A Closer Union

While the European Union is under strain from resurgent nationalism within member states, African countries are choosing closer alignment. The Continental Free Trade Area (CFTA) will create one of the world’s largest free trade blocs, with 44 countries now signed up. Of the major economies, only Nigeria has abstained, and Leke believes that position is likely to change in the near future.
Progress on the deal will be supplemented by the easing of travel restrictions between African nations. McKinsey research shows 21 of the 54 states now allow visa-free or visa-on-arrival access to all African nationalities — up from just three in 1983 — which has led to increases in business and tourism visits. Rwanda and Mauritius are among the leading beneficiaries.
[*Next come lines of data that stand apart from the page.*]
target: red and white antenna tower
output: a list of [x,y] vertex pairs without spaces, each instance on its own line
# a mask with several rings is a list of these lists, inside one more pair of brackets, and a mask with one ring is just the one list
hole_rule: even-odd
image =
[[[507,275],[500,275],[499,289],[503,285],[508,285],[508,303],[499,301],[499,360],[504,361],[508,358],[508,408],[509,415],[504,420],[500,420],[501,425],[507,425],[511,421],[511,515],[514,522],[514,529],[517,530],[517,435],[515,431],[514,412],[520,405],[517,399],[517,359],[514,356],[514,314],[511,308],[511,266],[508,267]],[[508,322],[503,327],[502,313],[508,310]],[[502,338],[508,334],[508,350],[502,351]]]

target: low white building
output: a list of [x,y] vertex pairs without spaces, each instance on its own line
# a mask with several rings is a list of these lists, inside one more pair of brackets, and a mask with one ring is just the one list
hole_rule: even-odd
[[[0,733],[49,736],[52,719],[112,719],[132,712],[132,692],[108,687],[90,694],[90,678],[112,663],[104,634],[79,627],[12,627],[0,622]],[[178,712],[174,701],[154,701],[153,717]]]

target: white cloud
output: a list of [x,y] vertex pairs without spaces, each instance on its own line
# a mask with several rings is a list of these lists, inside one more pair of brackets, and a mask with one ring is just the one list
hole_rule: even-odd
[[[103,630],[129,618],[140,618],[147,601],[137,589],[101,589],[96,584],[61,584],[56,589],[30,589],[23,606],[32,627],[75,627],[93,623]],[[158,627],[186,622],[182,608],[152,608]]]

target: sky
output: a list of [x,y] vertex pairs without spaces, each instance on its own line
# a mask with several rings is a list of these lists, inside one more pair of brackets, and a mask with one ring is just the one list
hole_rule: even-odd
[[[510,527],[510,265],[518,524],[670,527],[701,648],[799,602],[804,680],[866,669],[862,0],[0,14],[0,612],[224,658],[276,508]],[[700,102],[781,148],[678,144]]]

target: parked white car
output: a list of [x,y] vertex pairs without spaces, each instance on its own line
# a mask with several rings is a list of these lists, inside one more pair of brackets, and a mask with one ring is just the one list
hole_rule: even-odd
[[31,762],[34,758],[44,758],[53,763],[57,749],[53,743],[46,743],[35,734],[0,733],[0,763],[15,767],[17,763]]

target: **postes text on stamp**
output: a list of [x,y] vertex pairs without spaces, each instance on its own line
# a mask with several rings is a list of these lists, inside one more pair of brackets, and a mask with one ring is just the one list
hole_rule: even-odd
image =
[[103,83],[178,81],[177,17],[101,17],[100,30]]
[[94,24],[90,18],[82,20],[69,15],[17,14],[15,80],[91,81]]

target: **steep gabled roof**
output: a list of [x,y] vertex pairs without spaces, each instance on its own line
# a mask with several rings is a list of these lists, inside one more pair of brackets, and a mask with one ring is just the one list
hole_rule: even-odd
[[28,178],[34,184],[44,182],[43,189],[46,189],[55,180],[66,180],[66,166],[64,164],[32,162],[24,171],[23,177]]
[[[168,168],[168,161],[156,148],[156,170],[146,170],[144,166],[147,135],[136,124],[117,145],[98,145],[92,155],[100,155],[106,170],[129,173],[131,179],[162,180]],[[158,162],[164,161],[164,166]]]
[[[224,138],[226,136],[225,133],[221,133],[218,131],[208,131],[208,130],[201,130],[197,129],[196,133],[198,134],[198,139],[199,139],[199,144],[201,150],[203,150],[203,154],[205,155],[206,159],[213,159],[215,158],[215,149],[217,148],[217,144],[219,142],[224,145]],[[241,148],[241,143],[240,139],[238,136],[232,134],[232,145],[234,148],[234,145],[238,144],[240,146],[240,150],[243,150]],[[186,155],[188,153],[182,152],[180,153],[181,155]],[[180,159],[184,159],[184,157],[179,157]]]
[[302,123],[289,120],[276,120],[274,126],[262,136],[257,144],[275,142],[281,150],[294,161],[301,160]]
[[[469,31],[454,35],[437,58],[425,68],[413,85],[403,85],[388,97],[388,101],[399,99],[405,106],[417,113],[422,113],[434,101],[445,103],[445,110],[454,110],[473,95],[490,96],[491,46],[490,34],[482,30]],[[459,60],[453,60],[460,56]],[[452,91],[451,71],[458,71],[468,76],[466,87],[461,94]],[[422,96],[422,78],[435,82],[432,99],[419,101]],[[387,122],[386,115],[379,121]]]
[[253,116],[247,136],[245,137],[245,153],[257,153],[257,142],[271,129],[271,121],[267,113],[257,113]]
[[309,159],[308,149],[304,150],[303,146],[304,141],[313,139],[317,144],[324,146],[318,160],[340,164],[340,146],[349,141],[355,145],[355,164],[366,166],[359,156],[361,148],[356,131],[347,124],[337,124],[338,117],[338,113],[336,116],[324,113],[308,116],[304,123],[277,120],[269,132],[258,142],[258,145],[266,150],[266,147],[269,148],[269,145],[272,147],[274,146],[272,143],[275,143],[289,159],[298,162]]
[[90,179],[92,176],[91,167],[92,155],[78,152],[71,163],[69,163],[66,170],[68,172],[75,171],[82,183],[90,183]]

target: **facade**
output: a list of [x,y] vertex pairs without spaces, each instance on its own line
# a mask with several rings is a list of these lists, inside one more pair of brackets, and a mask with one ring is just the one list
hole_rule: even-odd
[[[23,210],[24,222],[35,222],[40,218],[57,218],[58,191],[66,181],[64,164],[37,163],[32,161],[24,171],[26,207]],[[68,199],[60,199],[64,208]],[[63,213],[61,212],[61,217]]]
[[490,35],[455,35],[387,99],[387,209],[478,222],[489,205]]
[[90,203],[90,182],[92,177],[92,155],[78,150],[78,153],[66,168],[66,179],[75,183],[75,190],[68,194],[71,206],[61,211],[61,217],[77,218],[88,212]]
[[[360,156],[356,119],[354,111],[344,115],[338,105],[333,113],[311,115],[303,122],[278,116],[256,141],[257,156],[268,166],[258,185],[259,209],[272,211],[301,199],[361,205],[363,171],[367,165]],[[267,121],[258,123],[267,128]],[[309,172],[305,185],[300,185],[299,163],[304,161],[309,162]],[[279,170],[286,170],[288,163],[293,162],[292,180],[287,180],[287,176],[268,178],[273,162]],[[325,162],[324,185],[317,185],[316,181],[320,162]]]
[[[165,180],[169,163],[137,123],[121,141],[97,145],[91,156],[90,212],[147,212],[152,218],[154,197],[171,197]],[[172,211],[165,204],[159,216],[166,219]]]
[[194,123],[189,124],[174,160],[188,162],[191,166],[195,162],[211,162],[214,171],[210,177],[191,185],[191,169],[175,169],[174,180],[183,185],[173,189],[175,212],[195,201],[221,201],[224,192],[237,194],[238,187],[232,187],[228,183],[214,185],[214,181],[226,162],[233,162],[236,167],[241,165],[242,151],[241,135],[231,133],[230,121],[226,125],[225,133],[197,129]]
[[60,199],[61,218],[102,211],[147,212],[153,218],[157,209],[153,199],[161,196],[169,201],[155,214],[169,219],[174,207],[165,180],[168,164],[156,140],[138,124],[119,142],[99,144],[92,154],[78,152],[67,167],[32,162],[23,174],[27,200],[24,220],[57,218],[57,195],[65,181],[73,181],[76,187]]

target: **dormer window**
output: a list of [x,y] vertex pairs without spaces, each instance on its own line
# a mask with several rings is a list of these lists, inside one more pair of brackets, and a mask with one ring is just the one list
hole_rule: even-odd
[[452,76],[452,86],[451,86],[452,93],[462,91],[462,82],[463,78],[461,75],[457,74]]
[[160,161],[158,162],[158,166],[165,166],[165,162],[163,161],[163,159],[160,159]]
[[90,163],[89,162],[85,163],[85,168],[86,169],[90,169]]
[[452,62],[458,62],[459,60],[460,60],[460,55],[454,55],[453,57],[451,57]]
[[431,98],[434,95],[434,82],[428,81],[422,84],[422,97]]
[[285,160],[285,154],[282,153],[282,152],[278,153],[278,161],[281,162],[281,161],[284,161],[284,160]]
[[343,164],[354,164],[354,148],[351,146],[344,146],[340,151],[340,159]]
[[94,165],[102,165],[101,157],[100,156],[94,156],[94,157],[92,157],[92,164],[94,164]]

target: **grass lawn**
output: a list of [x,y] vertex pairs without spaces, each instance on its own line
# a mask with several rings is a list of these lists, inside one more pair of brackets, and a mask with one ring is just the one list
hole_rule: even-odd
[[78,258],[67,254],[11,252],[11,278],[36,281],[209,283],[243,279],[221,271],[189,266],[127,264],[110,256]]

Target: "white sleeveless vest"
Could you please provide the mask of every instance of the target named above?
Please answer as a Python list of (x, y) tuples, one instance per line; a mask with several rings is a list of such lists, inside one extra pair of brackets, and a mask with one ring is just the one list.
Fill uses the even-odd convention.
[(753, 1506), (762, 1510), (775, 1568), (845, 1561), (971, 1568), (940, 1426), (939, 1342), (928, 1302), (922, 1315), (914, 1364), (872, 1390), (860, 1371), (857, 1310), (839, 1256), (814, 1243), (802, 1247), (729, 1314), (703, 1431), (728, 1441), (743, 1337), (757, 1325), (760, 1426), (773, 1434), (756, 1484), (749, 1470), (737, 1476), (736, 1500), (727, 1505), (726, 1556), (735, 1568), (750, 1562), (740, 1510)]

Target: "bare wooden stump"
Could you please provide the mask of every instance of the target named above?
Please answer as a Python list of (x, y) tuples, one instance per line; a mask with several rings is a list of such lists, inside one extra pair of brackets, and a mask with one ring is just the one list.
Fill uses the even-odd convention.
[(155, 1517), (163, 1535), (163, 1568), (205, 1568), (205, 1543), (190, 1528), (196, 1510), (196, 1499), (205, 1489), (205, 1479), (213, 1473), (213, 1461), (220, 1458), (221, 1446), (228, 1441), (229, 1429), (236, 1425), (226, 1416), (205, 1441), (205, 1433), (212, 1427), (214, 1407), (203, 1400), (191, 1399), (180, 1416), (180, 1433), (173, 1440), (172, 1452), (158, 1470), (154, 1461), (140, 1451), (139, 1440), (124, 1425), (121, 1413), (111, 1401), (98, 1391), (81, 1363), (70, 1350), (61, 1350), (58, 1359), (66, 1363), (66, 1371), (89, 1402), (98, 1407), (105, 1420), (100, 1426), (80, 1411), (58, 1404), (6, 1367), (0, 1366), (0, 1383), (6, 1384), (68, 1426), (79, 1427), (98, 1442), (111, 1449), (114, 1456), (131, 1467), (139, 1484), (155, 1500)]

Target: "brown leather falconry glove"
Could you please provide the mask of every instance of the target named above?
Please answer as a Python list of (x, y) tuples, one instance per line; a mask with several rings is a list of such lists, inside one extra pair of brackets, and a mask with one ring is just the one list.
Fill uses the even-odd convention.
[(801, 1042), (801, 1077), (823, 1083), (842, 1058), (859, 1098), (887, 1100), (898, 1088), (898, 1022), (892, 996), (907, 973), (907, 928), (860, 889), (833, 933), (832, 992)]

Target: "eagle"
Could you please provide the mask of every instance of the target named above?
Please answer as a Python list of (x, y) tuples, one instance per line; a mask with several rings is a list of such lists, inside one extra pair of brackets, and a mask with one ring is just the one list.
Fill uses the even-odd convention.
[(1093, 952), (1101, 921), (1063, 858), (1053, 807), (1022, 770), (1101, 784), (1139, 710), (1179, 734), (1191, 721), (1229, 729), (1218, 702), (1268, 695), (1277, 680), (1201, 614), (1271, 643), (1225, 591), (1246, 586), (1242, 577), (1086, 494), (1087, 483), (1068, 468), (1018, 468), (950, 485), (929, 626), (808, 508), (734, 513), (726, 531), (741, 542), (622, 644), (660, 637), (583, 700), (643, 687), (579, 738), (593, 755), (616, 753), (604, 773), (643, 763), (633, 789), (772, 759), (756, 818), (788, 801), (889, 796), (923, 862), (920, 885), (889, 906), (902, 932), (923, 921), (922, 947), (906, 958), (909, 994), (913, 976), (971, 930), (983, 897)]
Leke cites ongoing progress with business-friendly reforms as a cause for optimism in the coming years, with faster processing times for permits and registrations and reduced tariffs becoming continent-wide trends. Four African nations feature among the World Bank’s top 10 most improved for ease of doing business. With unprecedented numbers of major businesses in Africa seeking to expand and diversify in multiple countries, Leke believes it is imperative that barriers are further lowered — and that governments recognize this too.
Manufacturing surge
“Africa’s Business Revolution” projects the value of manufacturing across the continent will double to $1 trillion by 2025, and create up to 14 million jobs in the same period. This should ensure greater self-sufficiency as well as a healthier trade balance with a shift towards exports. Leke points out that in some cases falling commodity prices have forced governments to embrace diversification of their economies, breeding long term resilience. Nigeria’s oil price crash led to greater emphasis on manufacturing which should lead to scaled-up exports in the coming years.
McKinsey research suggests the greatest gains are to be made through advanced manufacturing, citing Morocco’s burgeoning car industry as an example. Ethiopia’s industrial parks are also delivering strong returns and could be profitably imitated elsewhere. Developing partnerships with Chinese firms, drawing on their resources and expertise, will be a major asset for African manufacturers in the coming years.
Big pharma
Progress in the pharmaceutical industry is associated with multiplier benefits such as technology advances and improved health indicators. From a low base, pharmaceutical companies in Africa could see rapid gains in the coming years. McKinsey estimates the sector could be worth $65 billion by 2020 — triple its value in 2013.
To realize such gains will require a more easily-navigable regulatory system, scaled-up production infrastructure, and shrewd specialization. Not all African countries have the resources to deliver in the sector but McKinsey suggests that regional hubs in more advanced economies such as Nigeria and Kenya could be “viable if carefully executed.” Local production could lower the cost and improve the quality of medical drugs, as well as aiding the development of high-value skills and technology.
Off-grid energy
Rural electrification remains one of the continent’s major challenges, with around 600 million people in Africa still unconnected. But one of the continent’s most encouraging technology stories is that entrepreneurs and start-ups are stepping into the breach.
Kenya-based company M-Kopa’s home solar energy kits have already connected an estimated 600,000 households, financed by mobile money, and that figure is likely to soar in the coming year with heavyweight investors supporting the venture. The company expects to pass $100 million a year annual revenue in the coming years.